Applications > Open Source

Levelling the field?

Gill Hitchcock Published 01 April 2009

Levelling the field?

The government's flag waving for open source reflects advances that have already been made, write Gill Hitchcock and Mark Say

Reaction to the government's new policy document pushing the cause of open source software has involved cheers all round, although some of them seem to be half hearted.

The issue was dragged into the political field earlier in the year when Conservative shadow chancellor George Osborne declared his support for a report, which was kept out of the public realm, making the case for wider use of the technology and a "level playing field" in government procurement. It remains to be seen if this will be nullified as a political issue, but the government has portrayed the new document, Open Source, Open Standards and Re-Use: Government Action Plan , as a big step forward on the issue.

Maximum value

Cabinet Office minister Tom Watson actually used some of Osborne's language in his comment on the policy: "Open source software is a not a cure all remedy and is not the only solution to IT questions. However, by levelling the playing field and allowing open source to be as competitive as possible we can ensure that taxpayers get maximum value for money from government IT, something that is more important than ever during the worldwide financial climate."

He said that several government departments already use open source components, and that he hopes the new policy will encourage others to follow suit.

The move has drawn support from industry and the public sector. IT industry association Intellect says it will be important in taking forward the debate on the issue, and welcomed its commitment to openness in procurement.

"We support the government's policy that open source should be used where it makes business sense, where it provides best value for money and where it delivers the best solution and outcomes," it says. "Innovation and value for money can come from both open source and more traditional software business models."

A more cautious view comes from Richard Steel, president of the Society of IT Management (Socitm) and head of ICT at LB Newham. While broadly supportive of the announcement, he expresses reservations about the potential for open source.

"From a Socitm viewpoint we are happy with anything that encourages competition and a mixed economy in the provision of IT," he says, and suggests the government's policy announcement will be helpful in encouraging organisations to think about the options offered by open source. "It's backed up by wider initiatives across government where they are actively seeking more inventive approaches to the delivery of open source."

From a more personal perspective, he cautions that the issue is sometimes clouded by emotion and beset by confusion over the terminology, and that organisations need to look closely at what best suits their purposes. It is all about the procurement of software and organisations need to be clear about their requirements, not choose open source for its own sake.

Stephen Roberts, principal analyst at Kable, says it is a strength of the document that it avoids this mistake.

"The temptation might have been for Watson to make a firm commitment to reducing the usage of proprietary software," he says. "This would not have been a sensible move.
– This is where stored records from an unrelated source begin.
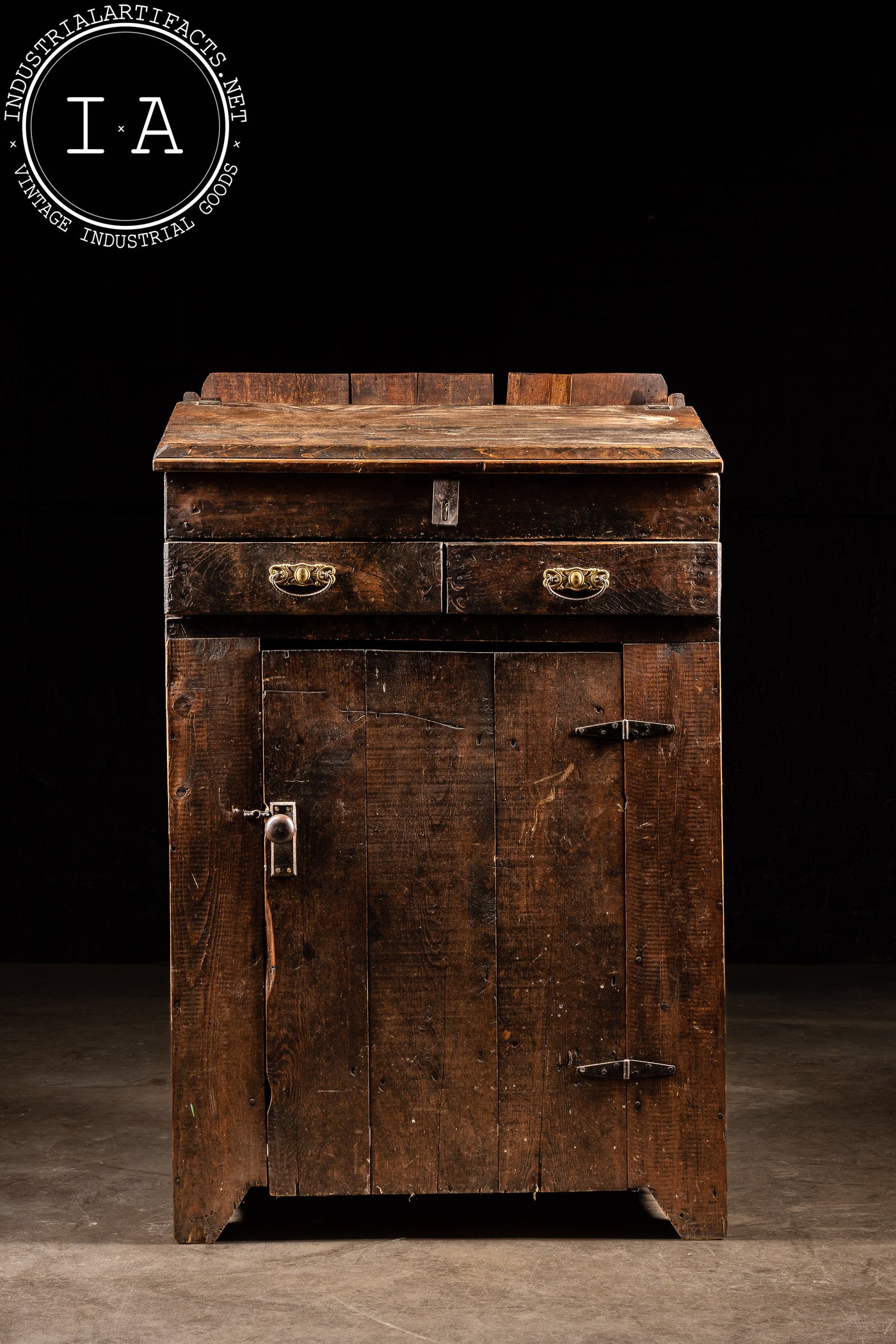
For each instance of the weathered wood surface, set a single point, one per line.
(586, 388)
(662, 579)
(559, 808)
(216, 931)
(287, 388)
(317, 1054)
(422, 388)
(435, 438)
(222, 577)
(430, 815)
(492, 630)
(675, 933)
(255, 507)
Under the existing principle of free choice, open source solutions are the preferred option in some environments while proprietary systems have the edge in others."

Government policy since 2004 has been that decisions on open source should be made on a case by case basis: the public sector should consider using the technology alongside proprietary systems and contracts will be awarded on a best value for money basis. Roberts makes the point that this has already given open source a significant, if not heavy stake in governmental IT and that there is a possible tension between promoting open source and other areas of government policy.

Existing stake
"As Watson's paper points out, open source components are fairly common as middleware and within large systems in the government IT estate," he says. "Apache is dominant within web servers and the NHS Spine relies on Open Enterprise Server.
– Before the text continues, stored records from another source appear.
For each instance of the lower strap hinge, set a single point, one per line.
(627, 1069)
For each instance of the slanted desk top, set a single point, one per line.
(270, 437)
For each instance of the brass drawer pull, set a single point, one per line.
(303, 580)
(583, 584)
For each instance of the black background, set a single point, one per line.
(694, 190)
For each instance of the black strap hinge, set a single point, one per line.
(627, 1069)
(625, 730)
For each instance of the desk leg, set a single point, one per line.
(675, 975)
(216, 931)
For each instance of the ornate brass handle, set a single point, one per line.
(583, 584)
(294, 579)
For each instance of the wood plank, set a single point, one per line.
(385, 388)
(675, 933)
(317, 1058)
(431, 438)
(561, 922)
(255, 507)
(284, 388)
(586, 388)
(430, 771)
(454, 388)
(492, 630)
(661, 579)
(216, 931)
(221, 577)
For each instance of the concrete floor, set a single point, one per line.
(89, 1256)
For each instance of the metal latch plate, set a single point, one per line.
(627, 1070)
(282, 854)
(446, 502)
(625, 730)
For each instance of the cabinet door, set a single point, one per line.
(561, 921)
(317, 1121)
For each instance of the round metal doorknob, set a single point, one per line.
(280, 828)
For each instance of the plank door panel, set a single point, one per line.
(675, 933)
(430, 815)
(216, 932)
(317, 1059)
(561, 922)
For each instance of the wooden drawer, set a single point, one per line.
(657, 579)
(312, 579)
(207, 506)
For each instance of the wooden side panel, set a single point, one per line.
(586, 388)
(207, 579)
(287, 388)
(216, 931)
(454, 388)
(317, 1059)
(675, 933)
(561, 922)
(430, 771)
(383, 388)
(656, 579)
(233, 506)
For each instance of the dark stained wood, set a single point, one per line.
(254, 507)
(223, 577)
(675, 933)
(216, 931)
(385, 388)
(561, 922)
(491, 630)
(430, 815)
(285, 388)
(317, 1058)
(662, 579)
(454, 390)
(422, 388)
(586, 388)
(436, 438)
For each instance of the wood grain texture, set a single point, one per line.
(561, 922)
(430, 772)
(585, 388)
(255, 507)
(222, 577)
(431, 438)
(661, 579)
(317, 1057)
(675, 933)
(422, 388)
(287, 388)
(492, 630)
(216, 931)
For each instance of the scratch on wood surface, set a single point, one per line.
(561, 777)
"But in other areas, such as application development, more sophisticated departments have been cutting costs by mandating the use of commercial off the shelf software. In the public as in the private sector, organisations with straightforward requirements tend to find the dominant software offerings the cheapest and easiest to run."

It is probably wise not to over-emphasise the degree of change on the policy front, but the fact that the government has seen fit to publish the document, and make positive noises about open source, suggests it will push the possibilities closer to the front of people's thinking. How this fits with the desire to obtain savings by using commercial off-the-shelf products and re-using systems that have proved successful elsewhere remains to be seen.